En el Congreso hay una Comisión de Investigación sobre las vacunas. Un experto vertió sus opiniones al respecto y para lo cual había sido llamado y no gustaron, ha sido tachado de negacionista y quitado el vídeo de su participación de la página del Congreso. Al margen de criticar sus ideas e intentar contrastarlas con otras consideradas más exactas, los medios se preguntan por qué partido político lo invita y con qué objetivos, pero ven normal que su discurso haya sido eliminado. Esta forma de censura no parece muy democrática. Pero pone de manifiesto la nueva necesidad social de determinar quién es un experto o experta. No pocas veces antes en la historia se han cometido barbaridades en nombre de la ciencia, lo único que la hace un mejor instrumento humano que otros es el cuestionamiento constante de cualquier cuestión considerada cierta en un momento dado y la lucha por demostrar que la nueva propuesta es más cierta que la anterior. Y la ciencia siempre corre el riesgo de politizarse, ocurre más a menudo de lo que parece, lo vemos en esta capacidad de los medios de comunicación y sistema político para determinar quién es un experto que merece ser seguido y creído.
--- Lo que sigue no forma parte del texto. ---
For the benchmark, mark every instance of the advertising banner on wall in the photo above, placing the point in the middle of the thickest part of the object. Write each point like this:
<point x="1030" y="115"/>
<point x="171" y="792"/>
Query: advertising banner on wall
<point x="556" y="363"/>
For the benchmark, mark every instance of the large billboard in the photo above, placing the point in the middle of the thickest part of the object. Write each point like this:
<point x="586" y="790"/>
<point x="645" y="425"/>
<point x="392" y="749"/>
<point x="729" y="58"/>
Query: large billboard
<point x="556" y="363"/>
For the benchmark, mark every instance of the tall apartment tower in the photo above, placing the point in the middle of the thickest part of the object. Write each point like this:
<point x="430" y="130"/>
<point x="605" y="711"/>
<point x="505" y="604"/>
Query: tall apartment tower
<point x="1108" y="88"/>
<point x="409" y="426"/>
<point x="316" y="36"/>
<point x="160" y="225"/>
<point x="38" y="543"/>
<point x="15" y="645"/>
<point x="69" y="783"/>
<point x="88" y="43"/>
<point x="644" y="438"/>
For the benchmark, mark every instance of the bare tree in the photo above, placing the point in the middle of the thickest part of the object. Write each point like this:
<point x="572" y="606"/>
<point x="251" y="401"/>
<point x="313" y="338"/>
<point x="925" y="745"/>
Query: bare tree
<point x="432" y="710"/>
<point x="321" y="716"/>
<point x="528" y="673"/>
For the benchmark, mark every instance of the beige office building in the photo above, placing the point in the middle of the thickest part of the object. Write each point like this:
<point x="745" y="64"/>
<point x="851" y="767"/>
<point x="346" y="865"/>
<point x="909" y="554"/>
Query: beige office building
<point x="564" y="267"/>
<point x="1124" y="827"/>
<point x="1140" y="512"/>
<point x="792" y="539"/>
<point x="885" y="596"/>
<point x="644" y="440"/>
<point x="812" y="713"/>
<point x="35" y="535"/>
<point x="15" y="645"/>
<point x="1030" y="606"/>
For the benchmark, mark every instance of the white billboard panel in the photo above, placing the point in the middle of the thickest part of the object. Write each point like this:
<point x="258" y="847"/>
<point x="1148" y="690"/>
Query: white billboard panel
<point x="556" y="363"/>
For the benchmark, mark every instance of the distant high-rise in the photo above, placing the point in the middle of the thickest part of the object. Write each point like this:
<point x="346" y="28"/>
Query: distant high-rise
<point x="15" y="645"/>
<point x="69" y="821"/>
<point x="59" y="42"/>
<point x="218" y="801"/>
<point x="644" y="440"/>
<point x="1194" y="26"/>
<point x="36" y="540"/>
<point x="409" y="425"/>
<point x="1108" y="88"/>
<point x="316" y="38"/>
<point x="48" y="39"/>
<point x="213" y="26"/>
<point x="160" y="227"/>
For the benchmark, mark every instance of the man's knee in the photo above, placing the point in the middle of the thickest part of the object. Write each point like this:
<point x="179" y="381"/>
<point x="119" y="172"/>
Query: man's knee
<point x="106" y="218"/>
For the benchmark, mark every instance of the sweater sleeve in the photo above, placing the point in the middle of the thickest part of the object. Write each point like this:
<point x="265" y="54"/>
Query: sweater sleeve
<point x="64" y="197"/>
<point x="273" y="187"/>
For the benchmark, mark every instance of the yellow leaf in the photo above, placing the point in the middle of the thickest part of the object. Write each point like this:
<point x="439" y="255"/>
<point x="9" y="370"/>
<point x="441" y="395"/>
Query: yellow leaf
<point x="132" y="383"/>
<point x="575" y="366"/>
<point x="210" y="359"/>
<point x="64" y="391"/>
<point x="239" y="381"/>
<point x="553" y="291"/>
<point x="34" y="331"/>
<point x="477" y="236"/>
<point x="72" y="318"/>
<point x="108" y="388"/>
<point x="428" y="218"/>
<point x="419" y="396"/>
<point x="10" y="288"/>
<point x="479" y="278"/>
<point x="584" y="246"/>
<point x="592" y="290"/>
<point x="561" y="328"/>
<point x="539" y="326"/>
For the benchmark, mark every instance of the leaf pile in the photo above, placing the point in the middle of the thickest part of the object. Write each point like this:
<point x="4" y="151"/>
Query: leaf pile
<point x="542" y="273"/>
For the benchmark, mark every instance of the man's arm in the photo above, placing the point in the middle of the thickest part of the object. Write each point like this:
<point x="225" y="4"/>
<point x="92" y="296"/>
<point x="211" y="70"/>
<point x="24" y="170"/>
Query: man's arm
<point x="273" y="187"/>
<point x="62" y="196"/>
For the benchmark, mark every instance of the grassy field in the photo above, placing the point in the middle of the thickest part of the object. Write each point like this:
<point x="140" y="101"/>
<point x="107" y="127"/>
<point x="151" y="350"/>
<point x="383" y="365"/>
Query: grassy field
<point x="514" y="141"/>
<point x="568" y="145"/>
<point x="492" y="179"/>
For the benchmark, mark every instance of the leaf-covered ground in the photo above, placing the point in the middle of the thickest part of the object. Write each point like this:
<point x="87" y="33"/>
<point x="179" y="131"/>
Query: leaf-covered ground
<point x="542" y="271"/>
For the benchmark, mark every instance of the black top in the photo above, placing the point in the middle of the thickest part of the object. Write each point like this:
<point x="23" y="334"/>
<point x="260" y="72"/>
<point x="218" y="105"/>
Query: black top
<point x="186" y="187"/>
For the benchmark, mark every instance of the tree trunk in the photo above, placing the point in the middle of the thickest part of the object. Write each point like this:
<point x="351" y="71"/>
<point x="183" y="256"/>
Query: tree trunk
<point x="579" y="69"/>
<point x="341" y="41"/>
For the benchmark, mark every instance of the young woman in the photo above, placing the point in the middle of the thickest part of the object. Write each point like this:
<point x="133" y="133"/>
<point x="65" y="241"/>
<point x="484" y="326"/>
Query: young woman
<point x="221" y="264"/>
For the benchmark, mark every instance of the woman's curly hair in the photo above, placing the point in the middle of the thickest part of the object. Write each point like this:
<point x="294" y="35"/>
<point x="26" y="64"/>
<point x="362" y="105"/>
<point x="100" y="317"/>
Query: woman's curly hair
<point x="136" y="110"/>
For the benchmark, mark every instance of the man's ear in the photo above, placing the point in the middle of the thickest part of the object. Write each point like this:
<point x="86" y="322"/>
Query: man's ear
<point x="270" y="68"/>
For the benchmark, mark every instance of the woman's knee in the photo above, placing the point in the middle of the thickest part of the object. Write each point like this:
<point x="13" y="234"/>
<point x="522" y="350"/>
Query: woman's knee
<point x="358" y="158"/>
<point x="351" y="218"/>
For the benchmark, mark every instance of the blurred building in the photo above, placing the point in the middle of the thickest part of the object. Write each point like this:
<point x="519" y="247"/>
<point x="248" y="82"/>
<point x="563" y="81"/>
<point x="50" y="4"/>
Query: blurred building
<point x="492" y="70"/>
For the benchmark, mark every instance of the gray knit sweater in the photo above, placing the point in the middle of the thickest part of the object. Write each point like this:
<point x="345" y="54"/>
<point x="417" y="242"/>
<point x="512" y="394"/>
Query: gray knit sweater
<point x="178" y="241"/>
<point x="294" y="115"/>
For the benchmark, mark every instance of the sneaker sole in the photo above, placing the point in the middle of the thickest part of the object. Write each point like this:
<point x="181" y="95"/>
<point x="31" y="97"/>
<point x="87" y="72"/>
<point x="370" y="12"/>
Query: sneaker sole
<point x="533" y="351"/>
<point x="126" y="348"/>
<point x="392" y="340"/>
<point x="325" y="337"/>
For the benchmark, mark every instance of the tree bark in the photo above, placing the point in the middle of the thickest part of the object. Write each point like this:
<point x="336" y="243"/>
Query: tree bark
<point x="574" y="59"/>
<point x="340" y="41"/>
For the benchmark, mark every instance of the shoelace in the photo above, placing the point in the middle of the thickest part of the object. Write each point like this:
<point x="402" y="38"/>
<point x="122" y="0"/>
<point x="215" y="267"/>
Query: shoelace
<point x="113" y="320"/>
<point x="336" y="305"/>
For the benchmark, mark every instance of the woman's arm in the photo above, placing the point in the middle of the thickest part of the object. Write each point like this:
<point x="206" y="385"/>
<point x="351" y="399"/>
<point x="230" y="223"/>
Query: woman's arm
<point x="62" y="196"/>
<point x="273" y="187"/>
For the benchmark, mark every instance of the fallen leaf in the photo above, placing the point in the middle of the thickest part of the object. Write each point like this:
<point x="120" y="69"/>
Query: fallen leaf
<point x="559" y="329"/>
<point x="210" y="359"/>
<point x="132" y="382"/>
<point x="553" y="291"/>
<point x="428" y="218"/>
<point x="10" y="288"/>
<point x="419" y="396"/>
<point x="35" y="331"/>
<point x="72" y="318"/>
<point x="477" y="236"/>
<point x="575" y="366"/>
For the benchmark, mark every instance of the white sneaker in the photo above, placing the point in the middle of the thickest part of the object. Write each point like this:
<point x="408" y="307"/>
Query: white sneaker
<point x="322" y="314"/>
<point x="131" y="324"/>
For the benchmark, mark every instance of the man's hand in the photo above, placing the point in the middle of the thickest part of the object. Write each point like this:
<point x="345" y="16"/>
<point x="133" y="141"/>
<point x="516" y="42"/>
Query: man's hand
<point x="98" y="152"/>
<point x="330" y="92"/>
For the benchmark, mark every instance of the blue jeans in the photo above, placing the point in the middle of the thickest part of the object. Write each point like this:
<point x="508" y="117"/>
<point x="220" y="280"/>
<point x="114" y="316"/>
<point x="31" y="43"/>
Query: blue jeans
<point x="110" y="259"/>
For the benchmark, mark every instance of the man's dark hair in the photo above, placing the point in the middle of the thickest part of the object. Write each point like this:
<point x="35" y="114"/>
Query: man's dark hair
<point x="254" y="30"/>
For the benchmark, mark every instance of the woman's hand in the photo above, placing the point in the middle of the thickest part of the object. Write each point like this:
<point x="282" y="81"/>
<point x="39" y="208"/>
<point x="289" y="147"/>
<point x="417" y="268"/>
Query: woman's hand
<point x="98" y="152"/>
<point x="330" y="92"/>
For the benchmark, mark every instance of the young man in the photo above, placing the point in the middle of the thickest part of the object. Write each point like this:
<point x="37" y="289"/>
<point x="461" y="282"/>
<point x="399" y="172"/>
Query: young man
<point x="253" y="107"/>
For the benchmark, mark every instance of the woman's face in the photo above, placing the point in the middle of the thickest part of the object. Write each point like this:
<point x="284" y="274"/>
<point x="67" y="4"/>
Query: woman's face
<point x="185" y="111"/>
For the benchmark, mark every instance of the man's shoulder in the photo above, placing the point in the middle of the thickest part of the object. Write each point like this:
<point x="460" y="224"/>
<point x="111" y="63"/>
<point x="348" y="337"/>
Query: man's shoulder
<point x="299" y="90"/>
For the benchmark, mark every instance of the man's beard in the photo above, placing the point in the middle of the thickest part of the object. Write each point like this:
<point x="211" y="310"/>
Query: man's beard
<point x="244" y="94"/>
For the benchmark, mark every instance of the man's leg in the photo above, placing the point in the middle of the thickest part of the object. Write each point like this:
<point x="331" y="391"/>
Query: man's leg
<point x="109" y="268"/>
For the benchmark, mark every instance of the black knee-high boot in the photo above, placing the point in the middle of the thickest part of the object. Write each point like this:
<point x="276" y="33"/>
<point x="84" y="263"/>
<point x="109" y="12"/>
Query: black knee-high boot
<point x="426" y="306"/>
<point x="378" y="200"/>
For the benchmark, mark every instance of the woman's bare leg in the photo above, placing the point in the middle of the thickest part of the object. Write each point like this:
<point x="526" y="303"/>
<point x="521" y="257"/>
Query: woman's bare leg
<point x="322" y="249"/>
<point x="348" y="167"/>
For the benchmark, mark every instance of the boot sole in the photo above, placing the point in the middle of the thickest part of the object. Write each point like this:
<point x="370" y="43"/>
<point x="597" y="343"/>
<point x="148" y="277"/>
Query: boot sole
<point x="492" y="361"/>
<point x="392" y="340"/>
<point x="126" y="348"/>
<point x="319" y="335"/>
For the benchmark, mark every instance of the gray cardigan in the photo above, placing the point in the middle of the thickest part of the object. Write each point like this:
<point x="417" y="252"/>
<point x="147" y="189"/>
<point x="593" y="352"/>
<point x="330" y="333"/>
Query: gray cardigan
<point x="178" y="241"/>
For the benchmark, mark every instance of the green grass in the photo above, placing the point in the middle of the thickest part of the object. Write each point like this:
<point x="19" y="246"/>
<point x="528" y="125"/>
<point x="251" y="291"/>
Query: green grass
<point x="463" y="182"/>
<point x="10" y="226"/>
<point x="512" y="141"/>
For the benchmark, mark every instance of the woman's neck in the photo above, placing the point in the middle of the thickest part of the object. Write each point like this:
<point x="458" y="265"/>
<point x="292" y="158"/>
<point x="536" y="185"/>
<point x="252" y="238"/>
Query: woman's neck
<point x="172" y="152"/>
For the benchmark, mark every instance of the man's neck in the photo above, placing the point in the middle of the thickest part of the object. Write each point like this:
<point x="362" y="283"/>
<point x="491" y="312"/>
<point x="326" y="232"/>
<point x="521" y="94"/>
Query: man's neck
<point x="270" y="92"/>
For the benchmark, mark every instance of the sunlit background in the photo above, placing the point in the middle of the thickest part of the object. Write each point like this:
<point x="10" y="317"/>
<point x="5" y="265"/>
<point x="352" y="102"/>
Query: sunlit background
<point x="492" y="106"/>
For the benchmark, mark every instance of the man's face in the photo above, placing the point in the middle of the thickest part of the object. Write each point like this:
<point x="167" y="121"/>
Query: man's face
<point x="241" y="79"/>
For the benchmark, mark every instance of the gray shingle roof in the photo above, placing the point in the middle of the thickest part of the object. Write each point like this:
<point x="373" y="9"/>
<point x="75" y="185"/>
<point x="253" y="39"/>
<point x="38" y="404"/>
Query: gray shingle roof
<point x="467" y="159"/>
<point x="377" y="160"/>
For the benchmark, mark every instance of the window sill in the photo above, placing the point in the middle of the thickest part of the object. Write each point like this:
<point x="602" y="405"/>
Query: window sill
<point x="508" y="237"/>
Ciencia, medios de comunicación y política se mezclan hoy si cabe más que nunca antes y resulta tan difícil como siempre discernir lo útil de lo interesado. Existen un par de diferencias. Una pequeña parte de la población humana, si bien mayor que en otras épocas, quiere más información y está capacitada para manejarla y, por otro lado, incorpora en sus juicios la pata de los intereses económicos que complementa a la ciencia, los medios y la política. Las técnicas de control de las sociedades se complejizan, pero, al mismo tiempo, al menos esa parte de la población es más consciente de ello; si bien es un poder inútil, susceptible de generar frustración puesto que en realidad poco o nada pueden hacer esas personas con su mayor acceso a la información y conocimiento. Lo cierto es que este juego del ratón y el gato por el que necesito personas con mayor capacidad para producir en un mundo tecnologizado y a su vez más sofisticadas técnicas de control social para que las cosas no se escapen de los deseos de las élites dominantes, debe replantearse. No nos conduce a sociedades mejores y corremos el riesgo de que, en algún punto el edificio se desmorone al no aguantar su propio peso.